Thursday, October 05, 2006

 

Conspiracy Theorists

I recently had an on-line discussion with a 9/11 conspiracy theorist. This was obviously not a scientific survey of conspiracy believers, but I have no reason to suspect that he was not representative. Nonetheless, I think I can draw some interesting conclusions about these conspiracy theorists (in spite of the extremely limited sample) from our exchange:

1. There is no evidence for the conspiracy theories being offered.
2. Those touted as experts are often making claims far from their fields of expertise.
3. Conspiracy theorists cite a lot of poor quality scholarship. (This is common in pseudo-sciences.)
4. True believers are often unwilling or unable to acknowledge rather simple errors.

And perhaps most disturbingly:

5. There is an element of the extreme left-wing that hates American conservatives more than Arab terrorists so much that they are willing to blame American officials for the 9/11 atrocity in spite of the lack of evidence. Apparently this is also true for an element of the extreme right-wing, but it was clearly a leftist that I was debating.
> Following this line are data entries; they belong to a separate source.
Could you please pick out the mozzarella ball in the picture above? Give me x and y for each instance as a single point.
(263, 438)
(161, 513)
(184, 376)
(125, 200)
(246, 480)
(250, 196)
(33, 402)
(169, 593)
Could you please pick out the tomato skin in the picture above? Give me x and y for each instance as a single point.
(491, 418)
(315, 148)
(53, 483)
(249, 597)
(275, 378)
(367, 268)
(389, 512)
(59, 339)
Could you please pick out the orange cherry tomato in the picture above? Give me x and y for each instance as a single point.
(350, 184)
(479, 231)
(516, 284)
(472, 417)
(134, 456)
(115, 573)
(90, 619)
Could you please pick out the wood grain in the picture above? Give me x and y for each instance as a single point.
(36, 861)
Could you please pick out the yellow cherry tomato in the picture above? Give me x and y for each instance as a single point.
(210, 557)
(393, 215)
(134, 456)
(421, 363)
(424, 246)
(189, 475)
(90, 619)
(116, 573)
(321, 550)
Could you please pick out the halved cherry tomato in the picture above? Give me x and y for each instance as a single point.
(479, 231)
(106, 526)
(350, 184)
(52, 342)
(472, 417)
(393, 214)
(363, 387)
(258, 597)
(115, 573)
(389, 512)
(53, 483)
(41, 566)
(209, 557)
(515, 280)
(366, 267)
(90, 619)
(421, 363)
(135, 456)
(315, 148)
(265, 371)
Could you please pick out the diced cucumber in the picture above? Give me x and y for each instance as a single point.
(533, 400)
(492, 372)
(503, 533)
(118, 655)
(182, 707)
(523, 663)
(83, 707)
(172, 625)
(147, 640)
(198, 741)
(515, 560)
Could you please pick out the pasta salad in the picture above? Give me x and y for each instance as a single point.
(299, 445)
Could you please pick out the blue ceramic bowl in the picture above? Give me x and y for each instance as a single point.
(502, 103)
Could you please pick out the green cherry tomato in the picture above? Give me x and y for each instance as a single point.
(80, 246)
So in the second letter here, Dr. Sandra Sutphen is mistaken about who the conspiracy theorists are. It's not just rightist kooks who are conspiracy mongering. All such nonsense that I've heard personally has come from leftists (who, incidentally, are not kooky on non-political topics). I realize that my sample is probably biased, but 21st century conspiracy mongering is hardly a phenomenon of the right.